How to read call logs

Call logs contain standard information provided by Nuance speech products. Several sources provide call-log events:

  • Well-designed voice applications write custom events. See Application-defined logging events.
  • The host platform running the application logs events such as start and end of call.
  • Any Nuance speech product can write events.

Nuance offers the Nuance Insights for IVR tool to read call logs and generate reports and tuning recommendations. The tool is very useful, but is not required for reading the logs. Because the logs are text files, you can use any text editor or script to analyze the logged data.

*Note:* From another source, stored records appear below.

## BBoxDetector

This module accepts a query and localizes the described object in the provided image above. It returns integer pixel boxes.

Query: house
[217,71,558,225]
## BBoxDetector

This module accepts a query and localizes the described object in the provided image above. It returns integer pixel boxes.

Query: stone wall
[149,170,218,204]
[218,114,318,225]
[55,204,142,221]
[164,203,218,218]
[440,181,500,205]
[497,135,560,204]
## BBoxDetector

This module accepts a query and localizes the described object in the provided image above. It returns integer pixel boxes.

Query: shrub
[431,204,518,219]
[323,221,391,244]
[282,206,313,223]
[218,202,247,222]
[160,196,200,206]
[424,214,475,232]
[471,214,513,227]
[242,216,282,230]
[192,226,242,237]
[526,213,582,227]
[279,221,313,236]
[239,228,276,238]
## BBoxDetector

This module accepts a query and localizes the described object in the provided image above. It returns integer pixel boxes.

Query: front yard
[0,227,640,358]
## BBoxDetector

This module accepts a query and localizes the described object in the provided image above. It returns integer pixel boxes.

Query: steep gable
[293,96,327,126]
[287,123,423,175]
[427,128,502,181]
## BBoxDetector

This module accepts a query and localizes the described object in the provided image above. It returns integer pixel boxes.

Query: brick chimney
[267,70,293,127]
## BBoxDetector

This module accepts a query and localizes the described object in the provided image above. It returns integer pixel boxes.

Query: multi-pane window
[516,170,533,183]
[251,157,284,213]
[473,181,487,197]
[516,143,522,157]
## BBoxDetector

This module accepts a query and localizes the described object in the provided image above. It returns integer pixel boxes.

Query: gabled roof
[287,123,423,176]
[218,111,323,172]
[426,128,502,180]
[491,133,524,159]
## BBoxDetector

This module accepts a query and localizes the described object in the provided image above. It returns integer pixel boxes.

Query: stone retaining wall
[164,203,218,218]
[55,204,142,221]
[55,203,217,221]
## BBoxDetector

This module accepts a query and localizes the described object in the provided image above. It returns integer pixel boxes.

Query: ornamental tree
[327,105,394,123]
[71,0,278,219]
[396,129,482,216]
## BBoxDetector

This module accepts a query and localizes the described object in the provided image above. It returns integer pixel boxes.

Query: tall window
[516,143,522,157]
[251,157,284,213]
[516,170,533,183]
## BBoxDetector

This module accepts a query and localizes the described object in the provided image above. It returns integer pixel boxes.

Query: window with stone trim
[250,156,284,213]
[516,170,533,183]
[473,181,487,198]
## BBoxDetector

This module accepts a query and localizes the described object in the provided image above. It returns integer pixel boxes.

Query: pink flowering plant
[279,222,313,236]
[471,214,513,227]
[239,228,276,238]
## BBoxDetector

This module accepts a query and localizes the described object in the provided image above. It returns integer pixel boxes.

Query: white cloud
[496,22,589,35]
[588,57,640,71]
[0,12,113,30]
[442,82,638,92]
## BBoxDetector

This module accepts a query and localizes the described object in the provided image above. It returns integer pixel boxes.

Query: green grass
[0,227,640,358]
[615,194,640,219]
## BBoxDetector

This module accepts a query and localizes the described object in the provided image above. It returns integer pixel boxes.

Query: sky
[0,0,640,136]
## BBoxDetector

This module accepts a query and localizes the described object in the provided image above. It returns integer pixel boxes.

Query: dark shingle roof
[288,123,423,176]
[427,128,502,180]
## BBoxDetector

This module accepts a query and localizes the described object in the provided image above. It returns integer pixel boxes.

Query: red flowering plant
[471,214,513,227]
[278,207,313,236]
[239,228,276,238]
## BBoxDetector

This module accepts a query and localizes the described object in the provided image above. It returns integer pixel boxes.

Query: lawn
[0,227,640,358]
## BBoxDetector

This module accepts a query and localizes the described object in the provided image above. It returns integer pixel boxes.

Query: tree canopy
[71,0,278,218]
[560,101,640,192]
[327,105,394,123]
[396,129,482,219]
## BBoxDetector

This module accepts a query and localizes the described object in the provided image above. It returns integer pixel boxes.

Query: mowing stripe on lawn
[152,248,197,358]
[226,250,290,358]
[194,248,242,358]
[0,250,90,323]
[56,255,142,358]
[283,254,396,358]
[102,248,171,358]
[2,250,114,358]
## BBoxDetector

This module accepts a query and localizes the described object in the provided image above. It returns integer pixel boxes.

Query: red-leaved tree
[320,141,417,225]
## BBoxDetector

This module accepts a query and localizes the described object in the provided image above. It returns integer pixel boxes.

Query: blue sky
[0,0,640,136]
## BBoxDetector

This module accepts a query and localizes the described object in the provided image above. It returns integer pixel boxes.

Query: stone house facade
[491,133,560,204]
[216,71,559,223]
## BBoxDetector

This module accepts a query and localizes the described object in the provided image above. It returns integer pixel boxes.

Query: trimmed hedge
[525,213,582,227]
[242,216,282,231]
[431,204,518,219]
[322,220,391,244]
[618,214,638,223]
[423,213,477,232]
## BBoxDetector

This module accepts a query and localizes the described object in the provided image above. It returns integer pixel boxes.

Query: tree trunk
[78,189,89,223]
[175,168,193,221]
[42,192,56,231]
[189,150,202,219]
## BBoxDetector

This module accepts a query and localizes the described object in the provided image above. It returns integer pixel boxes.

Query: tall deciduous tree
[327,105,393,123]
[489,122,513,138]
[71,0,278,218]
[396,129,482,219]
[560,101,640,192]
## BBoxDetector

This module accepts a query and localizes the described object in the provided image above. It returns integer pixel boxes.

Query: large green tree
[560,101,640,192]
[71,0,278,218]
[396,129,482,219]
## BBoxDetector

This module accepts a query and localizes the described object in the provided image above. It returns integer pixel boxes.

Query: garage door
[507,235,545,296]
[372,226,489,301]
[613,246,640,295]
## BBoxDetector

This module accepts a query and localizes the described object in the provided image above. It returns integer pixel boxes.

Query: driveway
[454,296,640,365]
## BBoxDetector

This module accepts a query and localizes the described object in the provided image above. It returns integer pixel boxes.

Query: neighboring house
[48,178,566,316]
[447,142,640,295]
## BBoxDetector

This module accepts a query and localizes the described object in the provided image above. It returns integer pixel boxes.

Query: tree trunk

Each line (record) of a call log file contains a series of token/value pairs that describe a single event. The lines are terminated by newline control sequences; the maximum size of a line is 10 kilobytes.

Within each record the format is:

  • Event codes and tokens are separated by the "|" character.
  • If there is a "|" character in data, it is quoted by inserting an additional "|" character to form the sequence "||".
  • Tokens are always uppercase.
  • Tokens are separated from their values by the "=" character, and a single token can have more than one "=" character.

The following is a sample log record:

TIME=20030315145902975|CHAN=1|EVNT=SWIacsv|AACC=noise.intmodels.stats.20030315145820|ADIR=c:/speechworks/baseline/acoustic_adapt|NMIN=1034|LANG=en-us|UCPU=0|SCPU=0

All time-related codes log times in millisecond units (unless specified otherwise), and are accurate to within 0.01 second.